A partir de exemplares do seu livro, fez crescer cogumelos e produziu bebidas alcoólicas com ajuda de leveduras. Há qualquer coisa de performativo, artístico e até ritualístico nesses gestos. Que tipo de expansão é que essas acções lhe proporcionam e em que medida é que o aproximam dos fungos?
Gosto de me relacionar com os fungos e de interagir com os fungos vivos, é uma forma de me aproximar da vida fúngica e de pensar sobre o que é que eles necessitam num determinado momento, de como é que se pode fornecer as condições de que precisam para prosperar. No caso do meu livro, achei que seria engraçado comer as minhas palavras e foi divertido todo o processo de cultivar fungos nele. Mas também queria colocá-lo de volta para os ciclos metabólicos que vêm descritos nas suas páginas. Foi uma forma de oferecer o livro de volta aos fungos, que originaram o tema do livro. E pareceu-me uma forma importante de me recordar de que as nossas palavras e as nossas acções ocorrem num mundo onde os fungos existem há muito mais tempo.
É incrível trabalhar com fungos e fermentação. Quando se fermenta algo, estamos a trabalhar com grandes populações de micróbios que ascendem e desaparecem sob o peso uns dos outros.

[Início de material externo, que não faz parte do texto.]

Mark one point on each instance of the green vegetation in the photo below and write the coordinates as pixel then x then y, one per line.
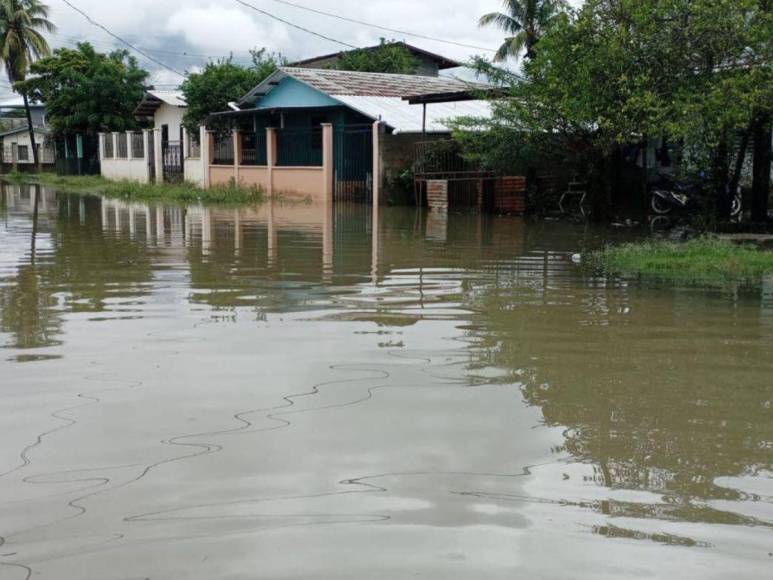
pixel 389 57
pixel 616 72
pixel 224 81
pixel 87 91
pixel 183 192
pixel 705 259
pixel 524 21
pixel 22 23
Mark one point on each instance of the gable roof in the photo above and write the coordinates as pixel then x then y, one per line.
pixel 153 99
pixel 363 84
pixel 441 61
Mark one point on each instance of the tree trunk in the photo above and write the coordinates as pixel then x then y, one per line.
pixel 31 129
pixel 762 160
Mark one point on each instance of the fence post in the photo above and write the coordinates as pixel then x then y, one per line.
pixel 205 153
pixel 237 155
pixel 159 154
pixel 327 161
pixel 376 178
pixel 270 157
pixel 146 150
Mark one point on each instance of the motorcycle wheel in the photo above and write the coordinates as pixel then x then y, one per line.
pixel 659 206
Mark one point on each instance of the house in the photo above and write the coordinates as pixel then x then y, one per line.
pixel 15 143
pixel 311 131
pixel 428 63
pixel 165 110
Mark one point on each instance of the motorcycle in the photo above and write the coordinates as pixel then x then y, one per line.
pixel 668 196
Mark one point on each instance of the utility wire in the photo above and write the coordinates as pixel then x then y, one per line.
pixel 385 28
pixel 288 23
pixel 118 38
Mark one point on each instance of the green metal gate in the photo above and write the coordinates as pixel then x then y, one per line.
pixel 353 163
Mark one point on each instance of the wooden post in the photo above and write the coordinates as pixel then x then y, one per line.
pixel 270 157
pixel 327 161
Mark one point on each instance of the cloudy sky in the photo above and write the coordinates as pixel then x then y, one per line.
pixel 183 34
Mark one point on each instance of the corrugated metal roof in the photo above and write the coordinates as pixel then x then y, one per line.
pixel 174 98
pixel 406 118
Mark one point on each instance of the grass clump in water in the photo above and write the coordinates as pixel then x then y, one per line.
pixel 703 259
pixel 180 192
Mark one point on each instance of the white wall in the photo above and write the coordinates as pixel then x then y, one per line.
pixel 23 139
pixel 172 116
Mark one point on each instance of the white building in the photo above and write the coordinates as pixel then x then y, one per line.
pixel 166 110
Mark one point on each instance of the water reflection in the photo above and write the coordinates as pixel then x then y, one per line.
pixel 446 381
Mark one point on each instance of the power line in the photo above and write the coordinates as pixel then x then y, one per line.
pixel 385 28
pixel 288 23
pixel 118 38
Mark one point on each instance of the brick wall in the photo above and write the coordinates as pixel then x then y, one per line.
pixel 437 195
pixel 510 195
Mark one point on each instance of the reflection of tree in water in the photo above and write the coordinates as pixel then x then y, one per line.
pixel 663 392
pixel 83 266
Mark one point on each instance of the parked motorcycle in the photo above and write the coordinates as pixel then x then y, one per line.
pixel 668 196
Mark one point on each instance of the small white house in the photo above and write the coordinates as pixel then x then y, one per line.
pixel 166 109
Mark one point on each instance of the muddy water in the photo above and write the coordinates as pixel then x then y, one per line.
pixel 300 392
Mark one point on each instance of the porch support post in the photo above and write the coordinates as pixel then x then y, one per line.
pixel 205 154
pixel 327 161
pixel 270 158
pixel 376 163
pixel 146 137
pixel 237 155
pixel 159 155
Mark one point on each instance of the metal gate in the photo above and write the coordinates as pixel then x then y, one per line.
pixel 173 162
pixel 353 163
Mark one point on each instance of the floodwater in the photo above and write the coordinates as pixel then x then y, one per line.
pixel 293 391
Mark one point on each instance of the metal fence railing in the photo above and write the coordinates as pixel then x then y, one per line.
pixel 224 150
pixel 299 147
pixel 123 146
pixel 108 153
pixel 253 149
pixel 138 145
pixel 194 146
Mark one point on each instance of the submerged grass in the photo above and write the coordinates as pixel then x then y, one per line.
pixel 182 192
pixel 704 259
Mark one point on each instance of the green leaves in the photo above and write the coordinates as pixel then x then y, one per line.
pixel 88 91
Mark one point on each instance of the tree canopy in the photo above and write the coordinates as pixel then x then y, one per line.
pixel 696 71
pixel 389 57
pixel 88 91
pixel 224 81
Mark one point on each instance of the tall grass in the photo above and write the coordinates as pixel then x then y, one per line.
pixel 182 192
pixel 704 259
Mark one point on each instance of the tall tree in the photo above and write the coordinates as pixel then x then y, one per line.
pixel 22 43
pixel 224 81
pixel 389 57
pixel 86 91
pixel 524 21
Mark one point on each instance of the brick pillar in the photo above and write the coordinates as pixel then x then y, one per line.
pixel 327 161
pixel 437 195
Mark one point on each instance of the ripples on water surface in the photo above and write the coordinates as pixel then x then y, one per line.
pixel 295 392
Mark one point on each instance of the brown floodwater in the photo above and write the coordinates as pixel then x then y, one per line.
pixel 294 391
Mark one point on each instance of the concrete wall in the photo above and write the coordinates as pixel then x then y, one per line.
pixel 172 116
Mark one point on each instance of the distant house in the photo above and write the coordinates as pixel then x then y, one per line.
pixel 311 131
pixel 15 143
pixel 165 109
pixel 429 64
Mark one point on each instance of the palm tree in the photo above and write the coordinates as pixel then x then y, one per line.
pixel 524 22
pixel 22 43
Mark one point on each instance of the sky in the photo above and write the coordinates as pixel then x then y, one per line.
pixel 183 34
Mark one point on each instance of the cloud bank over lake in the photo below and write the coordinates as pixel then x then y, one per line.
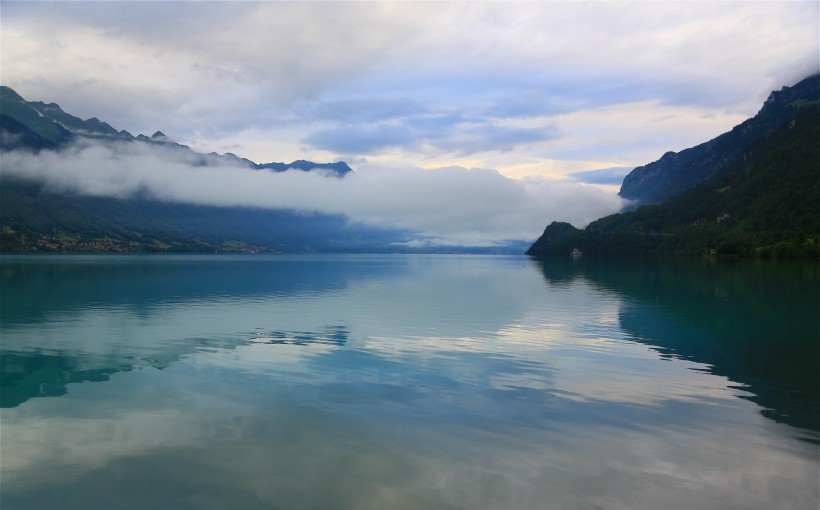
pixel 526 88
pixel 452 205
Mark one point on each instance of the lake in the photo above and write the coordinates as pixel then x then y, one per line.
pixel 408 382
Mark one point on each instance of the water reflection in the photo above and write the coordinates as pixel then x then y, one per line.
pixel 753 322
pixel 384 382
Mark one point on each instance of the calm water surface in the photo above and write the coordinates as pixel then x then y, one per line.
pixel 408 382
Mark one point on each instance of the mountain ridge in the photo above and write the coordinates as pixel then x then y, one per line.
pixel 764 204
pixel 675 172
pixel 56 128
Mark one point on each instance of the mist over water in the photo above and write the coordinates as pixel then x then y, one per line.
pixel 454 205
pixel 407 382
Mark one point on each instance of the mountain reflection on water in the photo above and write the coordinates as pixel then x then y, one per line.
pixel 405 382
pixel 754 322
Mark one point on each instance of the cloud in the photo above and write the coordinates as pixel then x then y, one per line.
pixel 442 133
pixel 612 176
pixel 345 78
pixel 444 206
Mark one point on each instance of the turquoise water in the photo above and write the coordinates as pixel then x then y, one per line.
pixel 408 382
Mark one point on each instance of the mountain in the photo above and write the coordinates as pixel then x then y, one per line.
pixel 765 203
pixel 676 172
pixel 35 218
pixel 36 126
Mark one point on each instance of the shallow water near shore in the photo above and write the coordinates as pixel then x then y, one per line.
pixel 408 381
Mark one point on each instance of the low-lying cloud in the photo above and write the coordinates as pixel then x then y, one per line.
pixel 451 205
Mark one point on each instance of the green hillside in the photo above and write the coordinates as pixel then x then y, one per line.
pixel 765 204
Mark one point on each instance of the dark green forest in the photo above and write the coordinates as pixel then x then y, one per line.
pixel 765 204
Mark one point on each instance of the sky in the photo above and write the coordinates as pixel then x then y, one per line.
pixel 552 99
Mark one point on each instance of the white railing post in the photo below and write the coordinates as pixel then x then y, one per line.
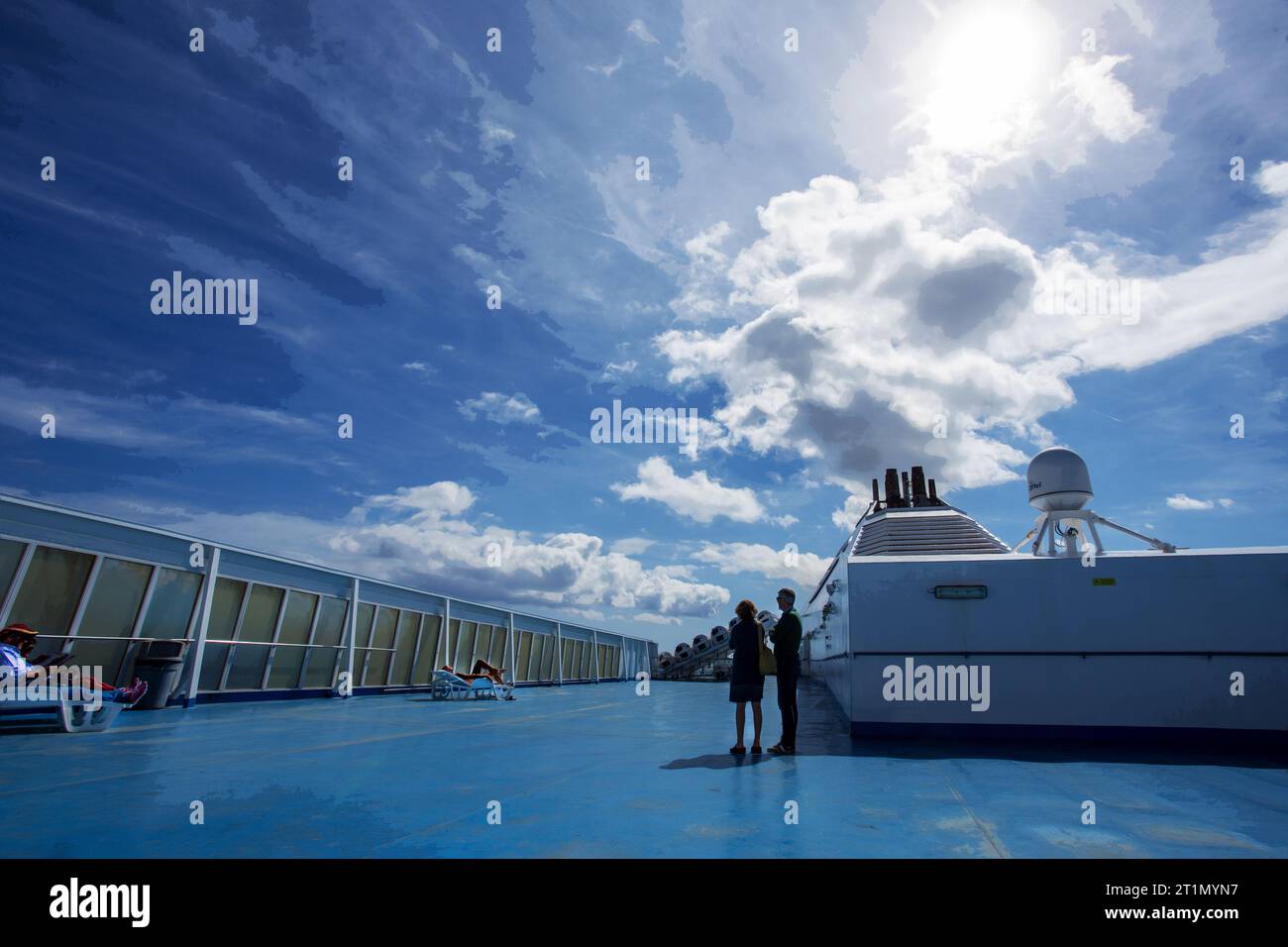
pixel 352 631
pixel 198 647
pixel 559 651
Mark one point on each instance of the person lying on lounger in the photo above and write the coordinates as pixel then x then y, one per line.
pixel 18 641
pixel 482 669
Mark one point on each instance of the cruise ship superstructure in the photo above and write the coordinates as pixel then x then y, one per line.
pixel 927 624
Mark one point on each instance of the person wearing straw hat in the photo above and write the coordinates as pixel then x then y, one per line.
pixel 18 641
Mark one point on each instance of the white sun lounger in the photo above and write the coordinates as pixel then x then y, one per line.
pixel 72 715
pixel 447 685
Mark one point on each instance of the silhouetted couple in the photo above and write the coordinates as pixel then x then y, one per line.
pixel 747 678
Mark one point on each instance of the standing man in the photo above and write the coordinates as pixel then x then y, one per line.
pixel 787 654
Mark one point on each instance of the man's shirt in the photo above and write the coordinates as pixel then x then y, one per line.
pixel 787 635
pixel 13 661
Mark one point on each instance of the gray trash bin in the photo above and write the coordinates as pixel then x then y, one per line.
pixel 160 665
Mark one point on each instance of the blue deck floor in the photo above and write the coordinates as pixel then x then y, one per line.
pixel 599 771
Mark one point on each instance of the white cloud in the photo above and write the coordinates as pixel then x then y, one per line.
pixel 656 618
pixel 733 558
pixel 888 307
pixel 631 545
pixel 420 536
pixel 639 31
pixel 501 408
pixel 493 137
pixel 696 496
pixel 606 71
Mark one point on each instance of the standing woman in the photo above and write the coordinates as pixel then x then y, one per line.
pixel 746 682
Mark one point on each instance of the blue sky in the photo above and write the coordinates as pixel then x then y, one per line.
pixel 835 247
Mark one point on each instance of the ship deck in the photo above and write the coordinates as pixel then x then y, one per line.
pixel 596 771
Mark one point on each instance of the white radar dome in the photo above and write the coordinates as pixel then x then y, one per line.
pixel 1059 480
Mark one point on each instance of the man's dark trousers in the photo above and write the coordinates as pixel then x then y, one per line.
pixel 789 673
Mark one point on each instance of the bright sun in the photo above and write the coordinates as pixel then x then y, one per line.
pixel 990 69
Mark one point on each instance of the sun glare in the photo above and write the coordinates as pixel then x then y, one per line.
pixel 991 65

E isso é um pequeno resumo de como grande parte da vida ocorre. O que é bom na fermentação é que se pode sentir sabores diferentes tendo em conta o sistema meteorológico dos químicos que estão numa determinada jarra de fermentação. Acho que essa é uma forma de entender o tanto que o mundo é criado a partir dos organismos que participam na vida.